We found a better way in Massachusetts: build anaerobic digesters. Digesters are enclosed operations that use microorganisms to break down organic waste into 1) a biogas that can be used for heat, electricity, or even fuel for vehicles, and 2) a solid that can be used for fertilizer.
We pushed this promising idea with a law to give this form of energy the same financial incentives as wind and solar energy. We also issued a first-in-the-nation regulation, effective this fall, which bans landfills and incinerators from taking in food waste from large-scale operations such as supermarkets, universities and hotels. This “waste ban” will encourage capital investment in digesters to handle the food waste that won’t go to landfills and incinerators.
I am happy to see this idea is catching on. UCS has been pushing it too, and last week the Obama Administration issued a Biogas Opportunities Roadmap to expand the production of biogas from anaerobic digesters. The roadmap shows that this technology is not only beneficial for food waste but can be used to handle manure, sewage sludge, and other organic materials. So it can help not only states such as Massachusetts that face landfill space constraints, but also farmers needing low-cost energy, and cities that pay high sewage sludge disposal costs.
Nationwide benefits
There is a major environmental benefit to the expansion of biogas systems: they could generate enough electricity for more than 3 million American homes and cut methane emissions dramatically. The EPA estimates that a fully developed biogas industry could reduce methane emissions by equivalent of taking between 800,000 and 11 million cars off the road (an unusually large range, I acknowledge).

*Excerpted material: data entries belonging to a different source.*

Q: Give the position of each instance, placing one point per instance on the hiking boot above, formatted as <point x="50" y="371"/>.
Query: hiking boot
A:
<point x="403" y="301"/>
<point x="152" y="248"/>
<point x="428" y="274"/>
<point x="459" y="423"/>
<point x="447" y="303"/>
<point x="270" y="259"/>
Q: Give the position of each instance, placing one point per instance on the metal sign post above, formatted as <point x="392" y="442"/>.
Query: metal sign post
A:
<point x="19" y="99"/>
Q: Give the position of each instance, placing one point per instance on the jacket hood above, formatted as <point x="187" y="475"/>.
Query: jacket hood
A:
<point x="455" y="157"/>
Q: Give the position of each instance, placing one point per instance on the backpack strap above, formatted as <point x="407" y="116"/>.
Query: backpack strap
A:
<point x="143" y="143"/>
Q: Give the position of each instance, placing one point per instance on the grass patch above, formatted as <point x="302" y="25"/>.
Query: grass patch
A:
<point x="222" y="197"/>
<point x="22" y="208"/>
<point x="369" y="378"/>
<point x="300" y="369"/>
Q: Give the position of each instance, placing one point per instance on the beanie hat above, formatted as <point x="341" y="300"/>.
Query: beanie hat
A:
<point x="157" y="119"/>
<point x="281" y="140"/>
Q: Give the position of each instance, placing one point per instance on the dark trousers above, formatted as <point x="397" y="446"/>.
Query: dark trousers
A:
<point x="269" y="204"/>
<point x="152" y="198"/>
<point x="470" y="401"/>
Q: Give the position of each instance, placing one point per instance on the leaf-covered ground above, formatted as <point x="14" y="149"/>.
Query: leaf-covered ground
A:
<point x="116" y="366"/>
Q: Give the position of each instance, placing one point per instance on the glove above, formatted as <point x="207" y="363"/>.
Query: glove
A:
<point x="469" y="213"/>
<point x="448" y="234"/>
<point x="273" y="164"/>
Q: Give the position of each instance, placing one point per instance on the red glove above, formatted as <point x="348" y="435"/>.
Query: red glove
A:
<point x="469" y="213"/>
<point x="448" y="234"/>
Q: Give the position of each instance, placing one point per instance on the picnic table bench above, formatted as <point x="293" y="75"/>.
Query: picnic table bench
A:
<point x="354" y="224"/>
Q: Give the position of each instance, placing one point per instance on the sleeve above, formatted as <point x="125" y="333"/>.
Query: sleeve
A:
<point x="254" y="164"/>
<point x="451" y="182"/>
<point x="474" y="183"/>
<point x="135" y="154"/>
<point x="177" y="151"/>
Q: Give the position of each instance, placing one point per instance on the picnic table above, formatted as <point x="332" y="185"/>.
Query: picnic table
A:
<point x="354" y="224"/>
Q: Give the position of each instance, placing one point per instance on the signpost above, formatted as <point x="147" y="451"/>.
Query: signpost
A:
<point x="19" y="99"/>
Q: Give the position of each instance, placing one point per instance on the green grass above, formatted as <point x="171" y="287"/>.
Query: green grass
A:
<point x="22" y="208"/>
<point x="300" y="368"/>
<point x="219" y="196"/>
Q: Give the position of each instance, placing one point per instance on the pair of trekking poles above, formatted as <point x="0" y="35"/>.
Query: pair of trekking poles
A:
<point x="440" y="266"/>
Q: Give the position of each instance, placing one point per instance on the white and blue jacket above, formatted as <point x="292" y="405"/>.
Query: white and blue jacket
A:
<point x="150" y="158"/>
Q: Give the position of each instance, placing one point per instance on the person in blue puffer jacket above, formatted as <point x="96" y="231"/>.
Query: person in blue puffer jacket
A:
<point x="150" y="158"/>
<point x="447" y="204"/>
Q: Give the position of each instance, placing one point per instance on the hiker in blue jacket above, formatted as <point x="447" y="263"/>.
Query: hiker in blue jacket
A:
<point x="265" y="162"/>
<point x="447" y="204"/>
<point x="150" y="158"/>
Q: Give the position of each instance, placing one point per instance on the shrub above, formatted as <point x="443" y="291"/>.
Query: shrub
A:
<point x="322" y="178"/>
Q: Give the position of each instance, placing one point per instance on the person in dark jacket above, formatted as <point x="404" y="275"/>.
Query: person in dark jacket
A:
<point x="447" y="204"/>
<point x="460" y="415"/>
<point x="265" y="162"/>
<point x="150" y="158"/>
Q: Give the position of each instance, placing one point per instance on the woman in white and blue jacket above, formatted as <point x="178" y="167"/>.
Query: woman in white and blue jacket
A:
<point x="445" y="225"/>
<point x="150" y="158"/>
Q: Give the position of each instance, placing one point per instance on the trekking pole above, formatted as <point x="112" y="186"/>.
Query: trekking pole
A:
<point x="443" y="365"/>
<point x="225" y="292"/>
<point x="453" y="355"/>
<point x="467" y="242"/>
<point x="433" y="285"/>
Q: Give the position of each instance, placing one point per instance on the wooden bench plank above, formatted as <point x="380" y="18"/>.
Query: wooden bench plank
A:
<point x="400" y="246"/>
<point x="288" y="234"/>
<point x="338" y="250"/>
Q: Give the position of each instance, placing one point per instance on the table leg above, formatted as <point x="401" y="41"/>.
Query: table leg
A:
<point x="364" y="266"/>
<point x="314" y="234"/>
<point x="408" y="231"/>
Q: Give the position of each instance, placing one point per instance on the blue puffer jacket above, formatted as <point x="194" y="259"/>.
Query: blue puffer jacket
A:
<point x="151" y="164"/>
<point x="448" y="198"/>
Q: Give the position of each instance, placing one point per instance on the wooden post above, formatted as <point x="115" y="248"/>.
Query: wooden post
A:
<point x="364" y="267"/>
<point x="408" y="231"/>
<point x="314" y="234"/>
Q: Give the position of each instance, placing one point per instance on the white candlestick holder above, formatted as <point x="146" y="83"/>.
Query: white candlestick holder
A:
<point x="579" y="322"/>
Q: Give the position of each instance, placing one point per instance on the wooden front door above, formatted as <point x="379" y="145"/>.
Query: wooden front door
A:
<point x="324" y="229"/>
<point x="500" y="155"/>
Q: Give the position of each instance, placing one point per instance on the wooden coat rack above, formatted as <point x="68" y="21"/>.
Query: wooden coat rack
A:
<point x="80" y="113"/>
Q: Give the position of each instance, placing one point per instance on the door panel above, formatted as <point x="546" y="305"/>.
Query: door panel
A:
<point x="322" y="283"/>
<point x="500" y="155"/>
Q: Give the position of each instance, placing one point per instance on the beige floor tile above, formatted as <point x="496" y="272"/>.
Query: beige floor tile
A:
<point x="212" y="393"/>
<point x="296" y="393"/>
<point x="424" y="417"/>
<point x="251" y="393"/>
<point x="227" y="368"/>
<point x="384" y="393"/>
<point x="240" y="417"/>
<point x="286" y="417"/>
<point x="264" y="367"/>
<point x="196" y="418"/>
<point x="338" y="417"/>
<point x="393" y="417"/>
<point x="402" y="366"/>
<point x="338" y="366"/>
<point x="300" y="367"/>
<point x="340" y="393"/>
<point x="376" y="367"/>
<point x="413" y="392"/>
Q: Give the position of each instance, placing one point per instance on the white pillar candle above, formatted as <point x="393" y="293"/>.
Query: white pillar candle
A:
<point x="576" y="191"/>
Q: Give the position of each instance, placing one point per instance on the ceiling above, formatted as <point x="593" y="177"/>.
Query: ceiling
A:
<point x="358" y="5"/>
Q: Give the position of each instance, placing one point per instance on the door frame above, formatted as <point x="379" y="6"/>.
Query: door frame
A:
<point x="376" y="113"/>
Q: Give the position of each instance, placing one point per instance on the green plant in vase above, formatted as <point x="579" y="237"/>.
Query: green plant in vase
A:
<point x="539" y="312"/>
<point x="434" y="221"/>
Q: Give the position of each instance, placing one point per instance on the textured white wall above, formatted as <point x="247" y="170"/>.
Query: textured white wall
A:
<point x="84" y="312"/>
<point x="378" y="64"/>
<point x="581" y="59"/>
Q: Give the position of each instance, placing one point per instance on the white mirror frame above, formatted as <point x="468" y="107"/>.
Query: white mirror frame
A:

The roadmap does not go nearly as far as Massachusetts’ cutting-edge plan, but it does call upon three federal agencies to work together to provide financial assistance, strengthen markets, and conduct research, education and outreach to jump start this promising new industry. This is a welcome new arrow in the quiver of President Obama’s climate action plan, and it deserves widespread public support. And if the Obama administration decides to bolster the plan down the line, it can look to Massachusetts as a model.